Policy gaps stifling profitability of digital revolution for clean transport
A new report from think tank The Green Alliance has warned that policy gaps and the uncertainty of Brexit is halting investment from manufacturers into the "new competitiveness frontier" of smart technology for electric vehicles (EVs), which risks pushing the UK's net-zero emissions goal out of reach.
The Green Alliance’s Tech Task Force has published the first in a series of industrial sector studies exploring how technology can create profitability as part of the low-carbon transition.
The first report, focusing on EVs, warns that gaps in transport policy have seen other European nations and China surge ahead in creating economic boons from the “new competitiveness frontier” of digital technologies. Coupled with Brexit uncertainty, this is pushing manufacturers to take their investment elsewhere.
The Green Alliance’s senior policy analyst Caterina Brandmayr said: “If the UK is to avoid losing the edge in the clean transport market, the government must act urgently to support the uptake of EVs and low carbon mobility.
“It has invested considerable resources in research and development in this area but this is only one side of the equation: there’s limited policy yet to help this innovation translate into greener, more efficient transport systems across the UK or global opportunities for UK businesses.”
With global sales of EVs set to increase 14-fold by 2030, mobility services and tech solutions that streamline operations and manufacturing in the sector are a key area of development.

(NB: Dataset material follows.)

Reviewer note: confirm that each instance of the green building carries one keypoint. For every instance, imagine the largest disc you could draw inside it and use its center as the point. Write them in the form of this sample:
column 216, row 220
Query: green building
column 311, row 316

In fact, profits from new mobility services are predicted to overtake those from car sales by 80% by 2030.
The report notes that technologies such as smart sensors and big data will enable EVs to integrate better with existing infrastructure and public transport, cutting traffic and improving air quality as a result. Predictive maintenance data and tests will also help to maximise vehicle use and extend their life, as well as optimising fleet management.
It also added that technology can help future-proof UK supply chains to EV manufacturing, noting that material input prices rose by 80% between 2004 and 2018. This would largely focus on digital EV battery reprocessing, which would create a second life for EV components. Up to half of UK cobalt demand, for example, could be met from used EV batteries.
However, the report calls for more ambitious policies to be introduced, both in the UK and across Europe, to act as market signals that boost uptake. An earlier ban across EU countries on petrol and diesel vehicles, for example, could spur demand for more than eight million EVs, according to the report.
“Funding for R&D alone is not enough,” the report states. “To make the UK a world leader in the future of mobility, the government needs to…accelerate uptake of EVs and realising their value to a smart energy system. This should include policy to actively support EV and battery manufacturing in the UK and a zero-emissions-vehicle mandate, with sales targets rising to all vehicle sales by 2030; policy to promote digitally enabled battery reprocessing; and new regulation so EVs can provide flexibility to the grid.”
The demand for EVs is seemingly strong, with almost nine in ten UK fleet managers planning to switch the majority of their diesel and petrol vehicles with fully electric or hybrid EVs before 2028.
However, the Department for Transport has identified a lack of charging infrastructure, distance travelled per charge and vehicle cost as the three biggest barriers to EV adoption in the UK.